Thank you for posting these thoughts and observations to the forum. When guilt (and/or shame as hucky2311 alluded to) is involved it can be difficult to want to share these experiences however I feel it is really important that you have.
I agree with those that have already replied, that you do not need to feel responsible for the decisions of another person. You were only doing your best with the best knowledge you had at the time. No need to feel guilty. I have had numerous teachers tell me the answer is just to “try harder” or that “I wasn’t trying hard enough”, which is clearly an imbedded part of brass playing psychology, and a reflection on brass playing psychology itself and not you.

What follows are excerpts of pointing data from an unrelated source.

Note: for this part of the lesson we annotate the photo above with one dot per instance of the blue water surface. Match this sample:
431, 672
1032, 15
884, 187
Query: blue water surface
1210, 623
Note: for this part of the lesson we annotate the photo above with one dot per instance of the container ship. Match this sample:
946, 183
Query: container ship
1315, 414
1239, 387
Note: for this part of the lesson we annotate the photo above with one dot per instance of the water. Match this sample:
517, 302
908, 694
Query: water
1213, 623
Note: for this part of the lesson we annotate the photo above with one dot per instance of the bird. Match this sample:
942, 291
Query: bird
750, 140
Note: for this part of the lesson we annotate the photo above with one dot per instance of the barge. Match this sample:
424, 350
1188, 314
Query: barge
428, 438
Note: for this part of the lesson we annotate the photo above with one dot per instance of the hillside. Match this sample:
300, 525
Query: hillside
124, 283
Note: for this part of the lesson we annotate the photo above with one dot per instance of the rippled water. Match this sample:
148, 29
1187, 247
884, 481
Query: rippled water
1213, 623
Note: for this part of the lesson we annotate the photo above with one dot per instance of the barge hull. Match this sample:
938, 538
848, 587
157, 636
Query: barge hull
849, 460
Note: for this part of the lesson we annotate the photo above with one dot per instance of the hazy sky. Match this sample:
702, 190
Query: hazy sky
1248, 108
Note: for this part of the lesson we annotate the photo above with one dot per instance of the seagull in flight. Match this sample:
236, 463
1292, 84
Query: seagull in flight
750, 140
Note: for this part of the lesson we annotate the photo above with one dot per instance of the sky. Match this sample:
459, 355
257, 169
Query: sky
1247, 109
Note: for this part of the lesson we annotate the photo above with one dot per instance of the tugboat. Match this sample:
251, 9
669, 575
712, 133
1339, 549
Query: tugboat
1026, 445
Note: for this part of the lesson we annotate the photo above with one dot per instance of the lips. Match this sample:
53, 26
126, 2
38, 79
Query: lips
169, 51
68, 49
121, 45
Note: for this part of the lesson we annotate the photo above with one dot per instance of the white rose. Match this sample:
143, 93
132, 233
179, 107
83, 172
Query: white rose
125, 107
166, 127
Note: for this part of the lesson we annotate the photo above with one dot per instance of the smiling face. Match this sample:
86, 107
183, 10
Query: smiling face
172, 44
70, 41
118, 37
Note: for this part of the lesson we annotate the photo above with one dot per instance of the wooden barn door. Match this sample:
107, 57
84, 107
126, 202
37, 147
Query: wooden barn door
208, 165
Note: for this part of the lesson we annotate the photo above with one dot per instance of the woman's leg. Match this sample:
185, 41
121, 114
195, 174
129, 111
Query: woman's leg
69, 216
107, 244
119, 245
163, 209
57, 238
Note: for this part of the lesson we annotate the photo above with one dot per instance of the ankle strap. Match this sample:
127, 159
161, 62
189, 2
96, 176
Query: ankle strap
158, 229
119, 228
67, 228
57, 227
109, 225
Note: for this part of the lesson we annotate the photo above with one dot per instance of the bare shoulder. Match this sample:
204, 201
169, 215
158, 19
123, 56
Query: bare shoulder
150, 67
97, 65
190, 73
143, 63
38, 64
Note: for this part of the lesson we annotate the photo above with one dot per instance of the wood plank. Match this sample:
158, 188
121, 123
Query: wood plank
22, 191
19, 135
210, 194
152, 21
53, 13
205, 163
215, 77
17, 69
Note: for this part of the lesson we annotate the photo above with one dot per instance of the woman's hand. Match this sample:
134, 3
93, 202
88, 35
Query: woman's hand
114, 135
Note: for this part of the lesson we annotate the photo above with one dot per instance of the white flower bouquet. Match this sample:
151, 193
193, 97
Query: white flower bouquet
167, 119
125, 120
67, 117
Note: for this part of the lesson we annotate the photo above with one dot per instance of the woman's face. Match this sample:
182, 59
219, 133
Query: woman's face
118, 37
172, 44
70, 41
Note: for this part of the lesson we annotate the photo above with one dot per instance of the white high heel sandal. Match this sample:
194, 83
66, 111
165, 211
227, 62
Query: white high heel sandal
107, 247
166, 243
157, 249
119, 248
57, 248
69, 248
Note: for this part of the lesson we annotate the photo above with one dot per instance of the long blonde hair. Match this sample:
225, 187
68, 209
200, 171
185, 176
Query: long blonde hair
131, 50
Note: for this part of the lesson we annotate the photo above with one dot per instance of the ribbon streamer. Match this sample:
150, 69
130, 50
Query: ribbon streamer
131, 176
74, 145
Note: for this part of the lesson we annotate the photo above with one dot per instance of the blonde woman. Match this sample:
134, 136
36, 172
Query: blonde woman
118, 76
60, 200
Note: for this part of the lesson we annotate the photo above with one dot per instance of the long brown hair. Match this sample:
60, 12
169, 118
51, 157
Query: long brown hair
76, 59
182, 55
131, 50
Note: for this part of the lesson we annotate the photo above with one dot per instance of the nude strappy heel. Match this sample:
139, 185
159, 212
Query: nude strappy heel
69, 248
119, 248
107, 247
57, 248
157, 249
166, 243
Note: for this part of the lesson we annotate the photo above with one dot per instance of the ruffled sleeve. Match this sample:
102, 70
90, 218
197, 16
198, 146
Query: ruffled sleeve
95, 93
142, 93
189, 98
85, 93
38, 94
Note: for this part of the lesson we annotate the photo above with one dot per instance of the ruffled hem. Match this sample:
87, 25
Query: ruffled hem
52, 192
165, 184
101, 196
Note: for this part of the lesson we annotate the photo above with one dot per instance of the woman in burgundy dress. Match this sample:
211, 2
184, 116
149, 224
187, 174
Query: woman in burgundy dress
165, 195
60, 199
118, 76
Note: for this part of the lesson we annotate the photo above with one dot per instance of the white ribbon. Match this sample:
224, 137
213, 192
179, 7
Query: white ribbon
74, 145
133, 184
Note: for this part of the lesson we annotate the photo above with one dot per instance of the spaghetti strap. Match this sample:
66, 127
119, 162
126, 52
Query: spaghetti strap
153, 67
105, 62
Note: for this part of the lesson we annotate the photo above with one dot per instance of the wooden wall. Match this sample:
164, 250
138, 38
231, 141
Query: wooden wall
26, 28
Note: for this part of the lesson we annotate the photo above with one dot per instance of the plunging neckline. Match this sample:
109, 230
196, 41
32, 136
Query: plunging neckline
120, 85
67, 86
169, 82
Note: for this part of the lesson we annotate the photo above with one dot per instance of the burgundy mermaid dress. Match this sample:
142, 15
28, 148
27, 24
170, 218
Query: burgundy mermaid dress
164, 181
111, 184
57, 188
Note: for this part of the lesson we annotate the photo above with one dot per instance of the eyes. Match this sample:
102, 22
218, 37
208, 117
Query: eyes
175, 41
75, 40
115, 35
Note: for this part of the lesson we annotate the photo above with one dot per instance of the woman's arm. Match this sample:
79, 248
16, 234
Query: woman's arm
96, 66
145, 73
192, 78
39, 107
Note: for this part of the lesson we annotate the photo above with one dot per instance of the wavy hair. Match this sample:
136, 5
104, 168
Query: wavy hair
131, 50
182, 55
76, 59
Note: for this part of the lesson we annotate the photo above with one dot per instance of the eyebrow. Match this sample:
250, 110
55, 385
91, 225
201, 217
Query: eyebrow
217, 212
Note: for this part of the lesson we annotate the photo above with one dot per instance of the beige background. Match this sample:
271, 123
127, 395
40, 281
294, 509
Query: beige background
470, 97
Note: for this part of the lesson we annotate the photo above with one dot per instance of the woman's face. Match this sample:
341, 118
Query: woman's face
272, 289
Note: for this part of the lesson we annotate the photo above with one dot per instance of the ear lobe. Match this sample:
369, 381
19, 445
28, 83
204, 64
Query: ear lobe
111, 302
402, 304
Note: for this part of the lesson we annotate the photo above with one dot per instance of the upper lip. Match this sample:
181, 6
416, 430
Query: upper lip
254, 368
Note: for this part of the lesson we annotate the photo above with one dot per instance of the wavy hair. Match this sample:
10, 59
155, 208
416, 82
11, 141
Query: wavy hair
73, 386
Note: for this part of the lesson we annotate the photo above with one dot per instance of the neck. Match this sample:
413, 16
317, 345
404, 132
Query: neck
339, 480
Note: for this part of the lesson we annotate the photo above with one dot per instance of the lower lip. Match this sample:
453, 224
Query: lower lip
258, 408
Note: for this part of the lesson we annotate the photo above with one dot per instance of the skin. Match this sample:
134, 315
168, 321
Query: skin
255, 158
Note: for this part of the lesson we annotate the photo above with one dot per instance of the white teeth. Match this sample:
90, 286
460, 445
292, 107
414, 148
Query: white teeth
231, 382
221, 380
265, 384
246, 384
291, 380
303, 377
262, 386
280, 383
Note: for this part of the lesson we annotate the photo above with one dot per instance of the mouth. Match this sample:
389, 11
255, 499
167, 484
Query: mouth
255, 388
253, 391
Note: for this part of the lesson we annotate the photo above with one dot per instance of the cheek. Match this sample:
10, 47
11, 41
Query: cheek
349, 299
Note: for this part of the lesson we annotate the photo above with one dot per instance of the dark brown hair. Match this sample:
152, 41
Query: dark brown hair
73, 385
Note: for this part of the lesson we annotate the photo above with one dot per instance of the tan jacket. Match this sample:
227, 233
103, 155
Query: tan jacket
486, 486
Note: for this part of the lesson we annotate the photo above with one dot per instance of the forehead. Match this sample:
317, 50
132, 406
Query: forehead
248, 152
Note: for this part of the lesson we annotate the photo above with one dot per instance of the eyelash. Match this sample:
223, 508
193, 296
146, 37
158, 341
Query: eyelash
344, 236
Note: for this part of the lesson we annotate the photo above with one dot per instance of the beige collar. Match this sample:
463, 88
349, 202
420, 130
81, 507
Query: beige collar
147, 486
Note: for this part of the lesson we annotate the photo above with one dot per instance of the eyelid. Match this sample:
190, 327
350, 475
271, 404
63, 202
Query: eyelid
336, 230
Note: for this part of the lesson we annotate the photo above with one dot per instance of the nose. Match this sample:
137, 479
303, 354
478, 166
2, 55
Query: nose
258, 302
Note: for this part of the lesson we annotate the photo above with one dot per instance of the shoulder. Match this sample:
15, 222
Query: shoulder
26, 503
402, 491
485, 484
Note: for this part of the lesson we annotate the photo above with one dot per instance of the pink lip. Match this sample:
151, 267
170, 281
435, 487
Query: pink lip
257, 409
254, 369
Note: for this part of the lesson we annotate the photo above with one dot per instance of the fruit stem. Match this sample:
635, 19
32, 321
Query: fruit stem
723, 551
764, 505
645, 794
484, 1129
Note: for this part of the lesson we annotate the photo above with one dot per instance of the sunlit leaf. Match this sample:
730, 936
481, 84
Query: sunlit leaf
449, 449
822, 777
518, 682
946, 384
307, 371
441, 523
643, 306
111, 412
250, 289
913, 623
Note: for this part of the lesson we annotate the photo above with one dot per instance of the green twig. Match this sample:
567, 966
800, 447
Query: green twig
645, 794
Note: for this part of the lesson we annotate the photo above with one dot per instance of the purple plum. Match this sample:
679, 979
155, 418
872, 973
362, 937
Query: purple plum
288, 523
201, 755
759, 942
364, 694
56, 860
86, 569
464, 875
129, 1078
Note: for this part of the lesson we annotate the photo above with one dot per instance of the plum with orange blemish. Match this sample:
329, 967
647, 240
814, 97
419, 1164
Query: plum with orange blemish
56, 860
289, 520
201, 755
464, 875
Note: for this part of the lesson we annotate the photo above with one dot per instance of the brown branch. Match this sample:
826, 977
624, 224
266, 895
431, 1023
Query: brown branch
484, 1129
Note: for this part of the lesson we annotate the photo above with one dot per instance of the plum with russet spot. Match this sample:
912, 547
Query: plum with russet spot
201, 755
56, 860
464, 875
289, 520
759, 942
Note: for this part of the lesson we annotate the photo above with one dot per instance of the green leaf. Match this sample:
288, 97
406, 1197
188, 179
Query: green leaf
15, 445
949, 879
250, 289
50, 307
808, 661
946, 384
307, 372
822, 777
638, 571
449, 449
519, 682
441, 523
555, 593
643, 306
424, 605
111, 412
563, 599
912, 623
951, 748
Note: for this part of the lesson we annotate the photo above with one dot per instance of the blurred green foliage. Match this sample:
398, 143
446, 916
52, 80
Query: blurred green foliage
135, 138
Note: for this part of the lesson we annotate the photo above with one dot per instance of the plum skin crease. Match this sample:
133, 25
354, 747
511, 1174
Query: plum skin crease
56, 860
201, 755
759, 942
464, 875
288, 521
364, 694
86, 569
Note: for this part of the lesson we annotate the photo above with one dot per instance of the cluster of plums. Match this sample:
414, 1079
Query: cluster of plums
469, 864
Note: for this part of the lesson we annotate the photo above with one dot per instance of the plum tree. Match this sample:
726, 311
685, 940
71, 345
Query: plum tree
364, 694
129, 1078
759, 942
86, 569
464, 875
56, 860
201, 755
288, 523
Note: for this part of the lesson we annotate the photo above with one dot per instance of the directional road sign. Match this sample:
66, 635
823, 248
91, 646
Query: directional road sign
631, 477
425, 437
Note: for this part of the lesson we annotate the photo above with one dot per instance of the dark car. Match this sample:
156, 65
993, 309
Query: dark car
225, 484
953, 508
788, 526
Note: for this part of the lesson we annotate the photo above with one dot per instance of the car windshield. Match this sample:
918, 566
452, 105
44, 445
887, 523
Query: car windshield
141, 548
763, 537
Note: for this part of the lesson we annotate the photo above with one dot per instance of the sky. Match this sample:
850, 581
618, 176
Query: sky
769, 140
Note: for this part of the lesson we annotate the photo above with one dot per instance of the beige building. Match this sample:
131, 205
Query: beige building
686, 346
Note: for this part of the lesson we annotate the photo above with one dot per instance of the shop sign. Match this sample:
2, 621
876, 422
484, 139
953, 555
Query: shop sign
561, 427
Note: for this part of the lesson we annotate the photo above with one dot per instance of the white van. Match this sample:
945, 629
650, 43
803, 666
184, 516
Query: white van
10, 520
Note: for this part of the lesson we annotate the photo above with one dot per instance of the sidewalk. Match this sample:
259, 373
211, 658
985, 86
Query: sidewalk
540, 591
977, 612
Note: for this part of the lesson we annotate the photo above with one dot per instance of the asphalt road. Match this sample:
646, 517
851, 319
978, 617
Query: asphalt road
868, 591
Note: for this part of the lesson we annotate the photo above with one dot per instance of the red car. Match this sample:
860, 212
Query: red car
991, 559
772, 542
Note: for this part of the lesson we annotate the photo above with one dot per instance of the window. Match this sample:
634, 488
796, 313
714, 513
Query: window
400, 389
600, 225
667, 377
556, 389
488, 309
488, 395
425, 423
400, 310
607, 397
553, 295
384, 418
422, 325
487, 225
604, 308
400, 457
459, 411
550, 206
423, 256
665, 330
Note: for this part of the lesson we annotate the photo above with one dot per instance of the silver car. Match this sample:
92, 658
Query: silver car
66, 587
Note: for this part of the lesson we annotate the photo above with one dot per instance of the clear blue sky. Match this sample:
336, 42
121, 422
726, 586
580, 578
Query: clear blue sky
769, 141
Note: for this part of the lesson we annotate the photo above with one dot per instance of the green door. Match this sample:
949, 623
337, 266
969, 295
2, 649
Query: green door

Without making a mountain out of a molehill, to keep “trying harder” essentially leads to fighting the instrument and being hard on oneself. The word ‘fight’ is synonymous with the engagement of the sympathetic nervous system (fight/flight/freeze) which is also triggered by the guilt/shame response. This situation reflects an incorrect understanding of the physics/acoustics of the instrument in the general brass playing world and a lack of awareness of the psychology of learning. To remedy this, one has to move themselves out of fight/flight/freeze and this is why the further through Windworks I get the more I realise the most important exercise is just to find calm. ie meditation.
Thank you Wellsweb62 for starting this thread. I would love to hear other’s thoughts!